«El postre para llevar, un abrebocas incómodo»
Por: Paula Casas Ríos
La historia de las mujeres lesbianas en Bogotá es posible contarla desde los sitios de encuentro, los bares, los cine foros bailables, los juegos de fútbol, los campeonatos en el Federman, el chat de Degeneres-e, la magia de un encuentro, los abrazos de extrañas en medio de caminatas por la séptima y hasta hace muy poco: la apacible forma en que parejas de mujeres jóvenes cruzan las calles del sur de la ciudad tomadas de la mano, sin miedo a ser atacadas y sin la necesidad de portar un pañuelo en su bolsillo trasero. Los escenarios para conocernos han ido rotando en el pasar de las luchas sociales y los caminos de incidencia en espacios tan complejos como lo es el barrio, en esto que he llamado: mariquear el barrio, es encontrarse en un lugar para que la misoginia cultural y las barreras invisibles que nos han impuesto las fronteras territoriales no lleguen a nosotras y que, en últimas, podamos de alguna manera romper o hacer que duelan menos.
Pero hablar de esto es solo una parte de lo que es muy visible, eso que nos llena de orgullo por haber salido victoriosas en medio de una sociedad que desea eliminarnos. Dentro de estas formas de contar una historia, también está aquello que nos duele más –mucho más- y con frecuencia queremos mantener callado: las relaciones de poder entre las mujeres. Es así que, en la búsqueda de lugares comunes para reafirmar que no somos únicas en el mundo, nos encontramos con dinámicas afectivas que, relacionan en muchas ocasiones, a mujeres mucho mayores en edad, que con su juego de dinero y conocimiento agrupan filas de niñas y jóvenes con tácticas de seducción, instaurando en el consciente colectivo que salir del clóset implica de manera directa relacionarse con mujeres adineradas que intercambian protección por encuentros eróticos.
En su momento, muchas pensamos que era algo natural que esto sucediera, pero el paso de los años fue mostrando que esta forma de relacionarse es altamente violenta, reproduce ejercicios de poder y normaliza algo que debe ser analizado y tratado desde la memoria de cada una de las mujeres. Así mismo, casi desapercibido por la sociedad, se viven algunas conjugaciones de pareja que se tejen con situaciones que registrarían todas las escalas de color del violentómetro y lo más grave de todo esto es que las rutas de justicia no reconocen estas violencias como lo que son: unos ataques directos a la integridad y dignidad de las mujeres, no importa si provienen de otra mujer, pues el machismo también hace parte de la mente de los cuerpos feminizados.
¿Cómo pensarse en una sociedad distinta?

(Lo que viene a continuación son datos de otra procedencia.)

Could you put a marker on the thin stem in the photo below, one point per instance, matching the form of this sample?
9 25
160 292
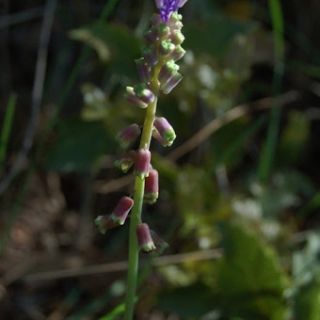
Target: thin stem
133 260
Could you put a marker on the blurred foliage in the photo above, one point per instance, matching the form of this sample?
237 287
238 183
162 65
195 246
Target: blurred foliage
211 197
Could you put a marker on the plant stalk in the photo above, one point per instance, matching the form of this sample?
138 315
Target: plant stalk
133 259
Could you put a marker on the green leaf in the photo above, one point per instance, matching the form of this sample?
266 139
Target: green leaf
307 302
78 146
250 280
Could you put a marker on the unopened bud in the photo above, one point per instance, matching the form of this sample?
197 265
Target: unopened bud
151 36
118 216
166 47
178 53
145 241
150 56
129 135
143 70
165 131
126 162
177 37
171 83
167 71
142 163
145 94
134 99
152 187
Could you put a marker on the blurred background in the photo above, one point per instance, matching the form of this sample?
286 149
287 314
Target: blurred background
238 214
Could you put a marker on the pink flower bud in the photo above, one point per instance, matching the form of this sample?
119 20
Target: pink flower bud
168 71
177 37
121 211
150 56
104 223
118 216
152 187
178 53
168 86
145 94
144 238
165 130
129 135
167 47
142 163
143 70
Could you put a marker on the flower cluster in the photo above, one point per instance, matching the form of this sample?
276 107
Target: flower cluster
159 73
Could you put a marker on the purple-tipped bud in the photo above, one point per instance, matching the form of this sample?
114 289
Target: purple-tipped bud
165 131
178 53
167 47
145 241
121 211
164 30
142 163
168 71
145 94
126 162
151 36
150 56
169 7
143 70
181 3
104 223
172 83
118 216
129 135
177 37
134 99
152 187
156 20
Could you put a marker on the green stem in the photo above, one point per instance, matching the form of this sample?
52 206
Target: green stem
133 260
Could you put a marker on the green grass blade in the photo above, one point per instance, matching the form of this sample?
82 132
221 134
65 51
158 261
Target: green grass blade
269 148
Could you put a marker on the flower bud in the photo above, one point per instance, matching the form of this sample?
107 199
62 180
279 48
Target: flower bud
104 223
143 70
151 36
172 83
152 187
156 20
167 71
178 53
177 37
145 241
118 216
150 56
163 30
166 47
126 162
142 163
181 3
165 131
134 99
129 135
145 94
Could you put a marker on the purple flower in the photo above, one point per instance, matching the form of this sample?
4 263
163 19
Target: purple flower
167 7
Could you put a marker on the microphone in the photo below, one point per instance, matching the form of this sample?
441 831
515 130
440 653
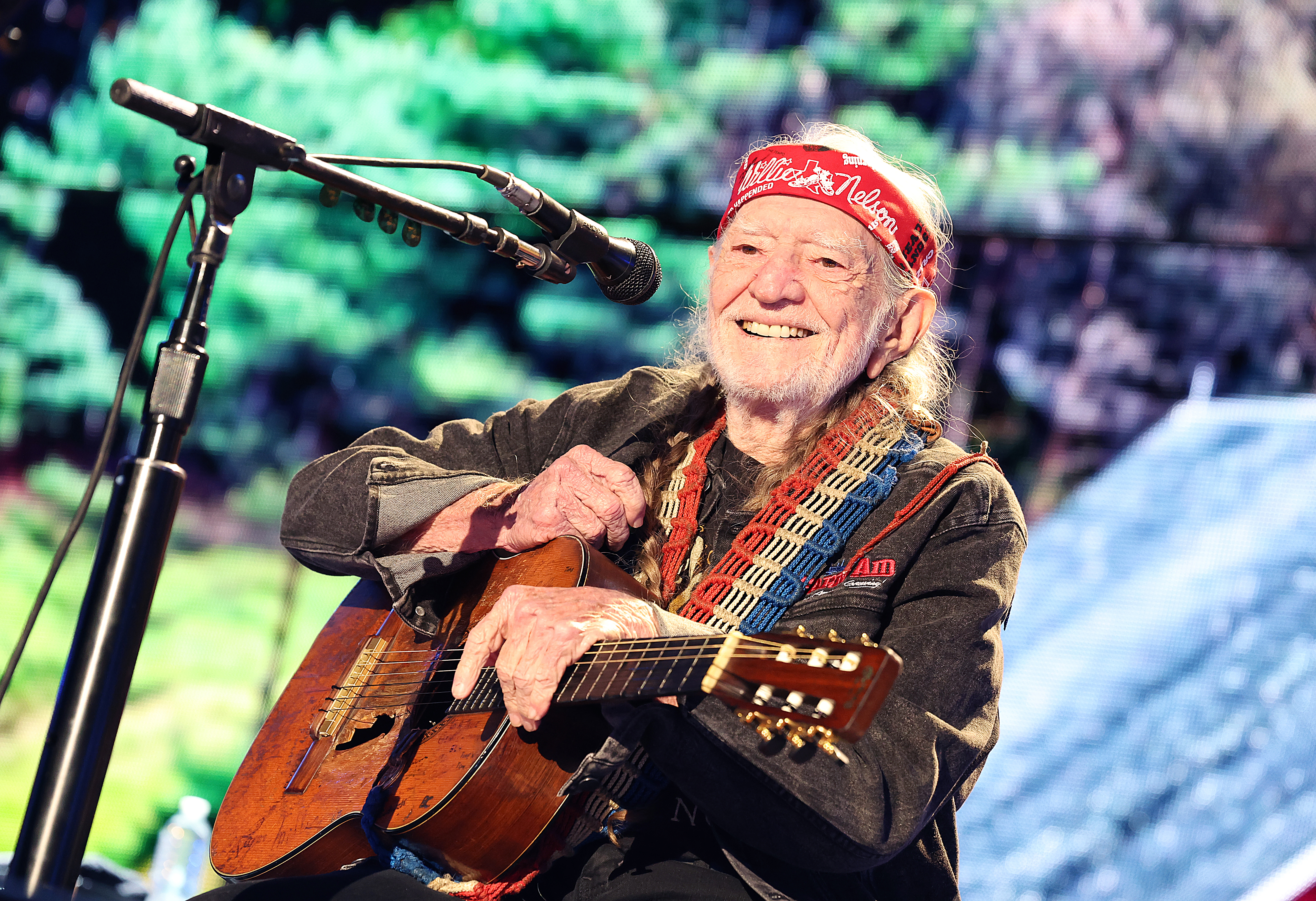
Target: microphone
627 270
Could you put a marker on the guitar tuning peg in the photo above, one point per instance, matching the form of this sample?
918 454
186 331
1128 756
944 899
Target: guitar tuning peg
830 749
364 210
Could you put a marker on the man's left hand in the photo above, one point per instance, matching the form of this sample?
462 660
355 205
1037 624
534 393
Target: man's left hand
531 636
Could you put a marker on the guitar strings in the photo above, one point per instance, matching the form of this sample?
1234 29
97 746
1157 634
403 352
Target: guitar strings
486 678
585 661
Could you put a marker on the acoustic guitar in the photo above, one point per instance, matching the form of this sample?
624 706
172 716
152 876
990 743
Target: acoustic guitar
476 795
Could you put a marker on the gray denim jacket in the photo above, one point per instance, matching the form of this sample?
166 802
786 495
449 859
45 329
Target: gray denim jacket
937 592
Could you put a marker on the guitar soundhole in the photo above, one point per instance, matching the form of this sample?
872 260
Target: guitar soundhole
382 727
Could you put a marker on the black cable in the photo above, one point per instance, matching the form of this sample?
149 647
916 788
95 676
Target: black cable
111 425
398 164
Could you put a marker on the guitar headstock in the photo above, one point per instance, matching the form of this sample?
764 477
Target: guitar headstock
809 690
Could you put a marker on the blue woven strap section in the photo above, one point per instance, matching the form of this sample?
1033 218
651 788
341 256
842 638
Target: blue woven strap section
648 783
831 537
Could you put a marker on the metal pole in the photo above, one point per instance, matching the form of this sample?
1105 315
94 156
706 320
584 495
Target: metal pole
148 487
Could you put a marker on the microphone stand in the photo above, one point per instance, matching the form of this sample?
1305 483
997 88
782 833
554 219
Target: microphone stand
148 487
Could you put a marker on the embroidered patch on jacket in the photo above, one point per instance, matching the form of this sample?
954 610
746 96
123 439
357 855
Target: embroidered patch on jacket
835 575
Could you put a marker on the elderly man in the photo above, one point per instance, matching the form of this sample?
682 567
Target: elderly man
815 375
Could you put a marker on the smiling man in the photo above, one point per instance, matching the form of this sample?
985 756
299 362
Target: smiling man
789 474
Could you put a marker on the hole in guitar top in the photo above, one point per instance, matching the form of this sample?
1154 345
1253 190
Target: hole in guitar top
382 727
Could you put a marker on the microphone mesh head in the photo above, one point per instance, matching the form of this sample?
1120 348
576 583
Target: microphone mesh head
643 281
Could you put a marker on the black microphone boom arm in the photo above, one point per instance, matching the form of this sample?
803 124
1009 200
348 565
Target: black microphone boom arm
219 128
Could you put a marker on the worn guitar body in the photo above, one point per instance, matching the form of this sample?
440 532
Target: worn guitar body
465 790
476 795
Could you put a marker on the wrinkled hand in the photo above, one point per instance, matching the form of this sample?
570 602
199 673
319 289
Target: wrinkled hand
581 494
532 635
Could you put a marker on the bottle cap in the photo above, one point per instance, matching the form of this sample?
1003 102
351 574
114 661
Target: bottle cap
194 808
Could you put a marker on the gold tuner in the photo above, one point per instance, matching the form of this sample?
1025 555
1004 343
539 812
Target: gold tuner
364 210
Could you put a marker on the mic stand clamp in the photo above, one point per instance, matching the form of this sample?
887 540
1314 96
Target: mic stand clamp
133 540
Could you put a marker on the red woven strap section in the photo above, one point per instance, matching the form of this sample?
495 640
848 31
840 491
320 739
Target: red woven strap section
686 523
919 502
549 844
781 506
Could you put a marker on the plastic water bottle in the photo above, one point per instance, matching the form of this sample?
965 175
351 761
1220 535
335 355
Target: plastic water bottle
181 852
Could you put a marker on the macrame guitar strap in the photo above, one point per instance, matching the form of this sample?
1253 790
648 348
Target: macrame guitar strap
806 523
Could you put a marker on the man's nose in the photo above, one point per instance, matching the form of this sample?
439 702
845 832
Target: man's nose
778 278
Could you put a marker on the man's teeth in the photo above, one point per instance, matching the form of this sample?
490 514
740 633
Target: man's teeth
774 331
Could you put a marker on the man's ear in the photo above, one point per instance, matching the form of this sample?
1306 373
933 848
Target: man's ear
914 312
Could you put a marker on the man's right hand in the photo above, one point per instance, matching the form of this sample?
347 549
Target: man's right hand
579 494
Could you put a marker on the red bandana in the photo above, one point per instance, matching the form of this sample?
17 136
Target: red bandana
842 181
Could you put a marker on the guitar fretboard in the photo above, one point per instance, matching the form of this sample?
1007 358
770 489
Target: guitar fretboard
635 669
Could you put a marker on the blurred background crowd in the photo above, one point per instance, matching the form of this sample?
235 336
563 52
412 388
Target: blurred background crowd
1131 296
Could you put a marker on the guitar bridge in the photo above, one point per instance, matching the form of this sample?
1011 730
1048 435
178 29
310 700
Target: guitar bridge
345 700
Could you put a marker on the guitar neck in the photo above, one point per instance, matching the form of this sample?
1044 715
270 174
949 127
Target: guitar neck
632 669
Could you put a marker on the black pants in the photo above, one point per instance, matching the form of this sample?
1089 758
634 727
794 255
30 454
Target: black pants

Inicialmente, es importante entender que son muchas las luchas libradas en la familia, en el barrio y en la ciudad, algunas de ellas se han ganado a nuestra manera, pero una batalla muy pendiente es con nosotras mismas, para que reflexionemos sinceramente sobre las prácticas que nos afectan y cuya existencia debe ser reconocida para comprometernos en cambiar estructuralmente el mundo violento que se aferró en nuestro interior. Y es esta lucha, la que continuamente nos permite vislumbrar que hay dinámicas interiorizadas que limitan la construcción de unas nuevas formas de sentirnos y vivirnos, que lo diverso es extraño, confuso, a veces lejano, y es por ello que hacer visible lo que nos incomoda parece una sentencia de muerte.
Así es, la historia de las mujeres lesbianas en el sur de Bogotá, es la historia de muchas que nos fuimos al norte de la ciudad para volver al barrio comprendiendo que las apuestas inician en nuestros territorios, que somos aprendices de agricultoras, cuidadoras, profesoras, borrachas, artistas, artesanas, tenderas, y que tenemos muchas deudas con nosotras mismas, que los dolores de la adolescencia nos están pasando cuenta ahora y hemos de decidir si queremos pasarlo con una torta dulce o un café amargo.